ELECTROLUX workers say the federal government has treated them with contempt by failing to offer financial assistance for redundant workers in the central west, while Holden workers facing redundancy will be helped with a $100 million fund.
The Central Western Daily spoke to five long-time Electrolux workers, Phil Alexander, Ian Hughes, Ian Barrett, Marc Taylor and Paul Glaville who are all uncertain what the future holds when the plant closes its doors in 2016.
But one thing they know for sure, leaving Orange to find work would be the last resort.
Mr Alexander, 56, works as a storeman forklift driver and has been at the plant for 40 years.
He said the speed in which federal assistance was announced for Holden workers, and those made redundant by other manufacturers, made him feel the government thought Electrolux workers were less important.
“It’s been very disappointing. These are people’s lives we’re dealing with and it feels like the government is on the fence twiddling their thumbs,” he said.
“The government says it’s the company’s responsibility. If that’s the case why did the government come on board for other industries?
He was especially angered when Industry Minister Ian Macfarlane referred workers to employment agencies such as Centrelink.
“If that’s the best they can offer we’re doomed,” he said.

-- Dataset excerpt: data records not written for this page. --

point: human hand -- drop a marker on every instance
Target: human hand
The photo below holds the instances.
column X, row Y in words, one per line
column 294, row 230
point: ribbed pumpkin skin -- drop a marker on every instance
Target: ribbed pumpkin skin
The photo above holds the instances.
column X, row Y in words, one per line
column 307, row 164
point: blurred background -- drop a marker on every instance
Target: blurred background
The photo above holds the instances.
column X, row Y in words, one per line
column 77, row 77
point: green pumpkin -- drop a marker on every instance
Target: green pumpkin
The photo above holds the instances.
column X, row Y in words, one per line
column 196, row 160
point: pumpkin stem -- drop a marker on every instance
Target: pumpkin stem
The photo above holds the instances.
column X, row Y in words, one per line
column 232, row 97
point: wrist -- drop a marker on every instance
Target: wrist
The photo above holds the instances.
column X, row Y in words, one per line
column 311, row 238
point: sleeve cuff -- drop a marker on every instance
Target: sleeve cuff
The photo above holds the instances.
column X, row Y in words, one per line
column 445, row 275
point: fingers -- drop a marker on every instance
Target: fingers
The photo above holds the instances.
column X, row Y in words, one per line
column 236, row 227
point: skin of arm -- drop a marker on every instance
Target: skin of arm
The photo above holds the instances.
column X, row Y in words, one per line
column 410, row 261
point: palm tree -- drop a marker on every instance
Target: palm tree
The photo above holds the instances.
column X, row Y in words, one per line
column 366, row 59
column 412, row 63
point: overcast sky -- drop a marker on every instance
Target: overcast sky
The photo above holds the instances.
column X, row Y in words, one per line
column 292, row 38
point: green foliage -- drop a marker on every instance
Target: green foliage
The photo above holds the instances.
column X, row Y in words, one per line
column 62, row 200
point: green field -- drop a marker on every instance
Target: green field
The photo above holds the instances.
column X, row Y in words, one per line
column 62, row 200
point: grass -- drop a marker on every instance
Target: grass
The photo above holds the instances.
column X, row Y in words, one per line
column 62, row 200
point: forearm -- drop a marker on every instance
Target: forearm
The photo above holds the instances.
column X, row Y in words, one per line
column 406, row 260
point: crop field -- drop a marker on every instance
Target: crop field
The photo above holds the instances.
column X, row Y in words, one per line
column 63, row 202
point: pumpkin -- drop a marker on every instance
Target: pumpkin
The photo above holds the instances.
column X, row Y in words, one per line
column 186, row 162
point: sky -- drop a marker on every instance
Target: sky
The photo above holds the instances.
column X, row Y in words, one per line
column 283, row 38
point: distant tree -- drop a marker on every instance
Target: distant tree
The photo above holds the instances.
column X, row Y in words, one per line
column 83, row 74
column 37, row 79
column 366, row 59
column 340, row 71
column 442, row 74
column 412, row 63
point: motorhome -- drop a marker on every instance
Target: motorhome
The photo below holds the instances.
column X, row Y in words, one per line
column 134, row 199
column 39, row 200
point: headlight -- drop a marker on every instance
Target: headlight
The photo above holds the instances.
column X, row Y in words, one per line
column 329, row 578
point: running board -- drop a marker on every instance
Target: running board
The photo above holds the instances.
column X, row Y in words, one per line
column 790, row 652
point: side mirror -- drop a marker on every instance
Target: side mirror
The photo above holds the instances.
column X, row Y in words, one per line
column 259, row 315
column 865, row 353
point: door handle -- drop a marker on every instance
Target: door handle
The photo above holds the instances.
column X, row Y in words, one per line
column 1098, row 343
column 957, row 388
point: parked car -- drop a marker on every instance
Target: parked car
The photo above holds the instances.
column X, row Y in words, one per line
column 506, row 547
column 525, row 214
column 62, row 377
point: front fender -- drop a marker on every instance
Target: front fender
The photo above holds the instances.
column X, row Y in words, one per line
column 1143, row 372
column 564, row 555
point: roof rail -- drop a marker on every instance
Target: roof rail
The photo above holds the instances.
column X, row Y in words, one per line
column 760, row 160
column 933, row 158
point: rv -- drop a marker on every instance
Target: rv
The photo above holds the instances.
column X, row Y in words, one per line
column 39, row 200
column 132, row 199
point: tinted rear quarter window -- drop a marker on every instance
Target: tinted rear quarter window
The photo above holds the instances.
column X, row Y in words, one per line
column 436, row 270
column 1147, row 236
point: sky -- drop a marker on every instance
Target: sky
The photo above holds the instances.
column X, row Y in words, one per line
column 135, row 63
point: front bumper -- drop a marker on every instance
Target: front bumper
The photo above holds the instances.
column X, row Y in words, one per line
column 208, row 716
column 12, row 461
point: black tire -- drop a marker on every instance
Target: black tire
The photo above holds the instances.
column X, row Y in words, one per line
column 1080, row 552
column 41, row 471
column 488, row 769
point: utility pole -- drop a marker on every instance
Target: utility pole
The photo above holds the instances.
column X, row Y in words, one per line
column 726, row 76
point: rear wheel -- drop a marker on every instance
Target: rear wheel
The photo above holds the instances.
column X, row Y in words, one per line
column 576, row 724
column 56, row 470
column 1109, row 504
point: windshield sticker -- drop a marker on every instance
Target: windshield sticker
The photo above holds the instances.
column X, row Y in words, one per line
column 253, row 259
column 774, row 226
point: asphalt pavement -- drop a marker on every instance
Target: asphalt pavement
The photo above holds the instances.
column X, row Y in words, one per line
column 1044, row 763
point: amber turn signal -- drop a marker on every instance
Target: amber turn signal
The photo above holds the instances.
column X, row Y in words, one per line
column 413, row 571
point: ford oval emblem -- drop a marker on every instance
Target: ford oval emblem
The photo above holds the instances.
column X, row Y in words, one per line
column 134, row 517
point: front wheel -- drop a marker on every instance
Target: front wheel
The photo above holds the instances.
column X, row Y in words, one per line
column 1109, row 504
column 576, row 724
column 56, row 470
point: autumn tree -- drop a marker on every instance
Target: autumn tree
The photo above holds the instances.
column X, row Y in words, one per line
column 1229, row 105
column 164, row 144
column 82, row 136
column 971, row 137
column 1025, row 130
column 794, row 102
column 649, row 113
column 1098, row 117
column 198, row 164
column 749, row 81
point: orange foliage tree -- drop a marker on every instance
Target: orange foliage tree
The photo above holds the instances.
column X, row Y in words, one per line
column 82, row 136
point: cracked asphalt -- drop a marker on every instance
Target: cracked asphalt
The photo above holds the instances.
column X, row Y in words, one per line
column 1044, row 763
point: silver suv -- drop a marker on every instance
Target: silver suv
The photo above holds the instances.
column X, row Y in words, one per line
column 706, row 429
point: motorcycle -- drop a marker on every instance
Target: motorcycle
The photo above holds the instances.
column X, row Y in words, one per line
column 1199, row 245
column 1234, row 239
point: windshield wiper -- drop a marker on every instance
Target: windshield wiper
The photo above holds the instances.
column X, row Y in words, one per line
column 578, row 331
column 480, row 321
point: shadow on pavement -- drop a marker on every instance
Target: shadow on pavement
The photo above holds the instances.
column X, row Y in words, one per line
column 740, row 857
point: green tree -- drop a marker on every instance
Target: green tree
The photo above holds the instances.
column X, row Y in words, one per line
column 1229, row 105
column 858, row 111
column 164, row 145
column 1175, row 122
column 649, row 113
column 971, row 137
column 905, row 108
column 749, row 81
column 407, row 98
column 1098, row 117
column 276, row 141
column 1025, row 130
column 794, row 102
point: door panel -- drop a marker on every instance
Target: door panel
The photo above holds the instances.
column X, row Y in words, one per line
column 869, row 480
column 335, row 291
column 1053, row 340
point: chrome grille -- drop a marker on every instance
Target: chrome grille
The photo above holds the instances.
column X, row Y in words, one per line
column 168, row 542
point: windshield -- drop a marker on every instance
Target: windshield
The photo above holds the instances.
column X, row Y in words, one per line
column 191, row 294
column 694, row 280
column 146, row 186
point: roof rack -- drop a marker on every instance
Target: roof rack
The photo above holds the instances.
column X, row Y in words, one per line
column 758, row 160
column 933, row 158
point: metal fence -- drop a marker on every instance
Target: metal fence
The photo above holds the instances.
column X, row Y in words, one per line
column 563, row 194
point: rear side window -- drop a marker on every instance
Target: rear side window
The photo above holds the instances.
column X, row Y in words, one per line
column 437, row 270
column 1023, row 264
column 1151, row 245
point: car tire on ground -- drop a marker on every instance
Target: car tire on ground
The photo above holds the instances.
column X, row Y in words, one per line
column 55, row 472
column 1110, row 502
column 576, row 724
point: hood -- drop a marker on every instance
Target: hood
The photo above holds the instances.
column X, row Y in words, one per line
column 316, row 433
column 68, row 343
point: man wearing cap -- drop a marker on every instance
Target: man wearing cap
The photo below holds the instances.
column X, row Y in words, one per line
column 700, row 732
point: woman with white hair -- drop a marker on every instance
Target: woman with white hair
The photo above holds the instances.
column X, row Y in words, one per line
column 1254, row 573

“It hasn’t given me much confidence, I don’t believe they’re really doing their job.”
Fellow forklift driver, Ian Hughes, 57, has worked at the plant for 30 years.
He shared Mr Alexander’s sentiments.
“I don’t think [the government] gives a rat’s arse about 500 people in the country,” he said.
“Call me cynical but I don’t have a lot of faith in Labor or Liberal governments, they only care about metro areas.”
Mr Alexander warned against a knee-jerk reaction but said the “little fish”, member for Calare John Cobb and member for Orange Andrew Gee, should do more to be the voice of the region.
Mr Hughes agreed and said National Party politicians had little power in the Coalition to represent the interests of regional areas.
“I’m a bit dirty on the state government too,” he said.
“It’s the blue curtains, the city stops at Lithgow or Katoomba, they’re not interested in looking over the mountains.”
Mr Taylor, 59, works as a leading hand and has been at the plant for 26 years.
He said Mr Cobb and his colleagues had let Orange down and the local member was toeing the party line.
Research and design technician Mr Barrett, 55, has worked for Electrolux for 28 years.
He said Mr Macfarlane’s response was a get out of jail answer as the whole country’s manufacturing industry went downhill.
“It’s scary for our kids, what are they going to do?,” he said.
Mr Glaville, 57, has worked on the factory lines for 40 years.
His feelings about the federal government’s response were more succinct.
“What the government has done stinks,” he said.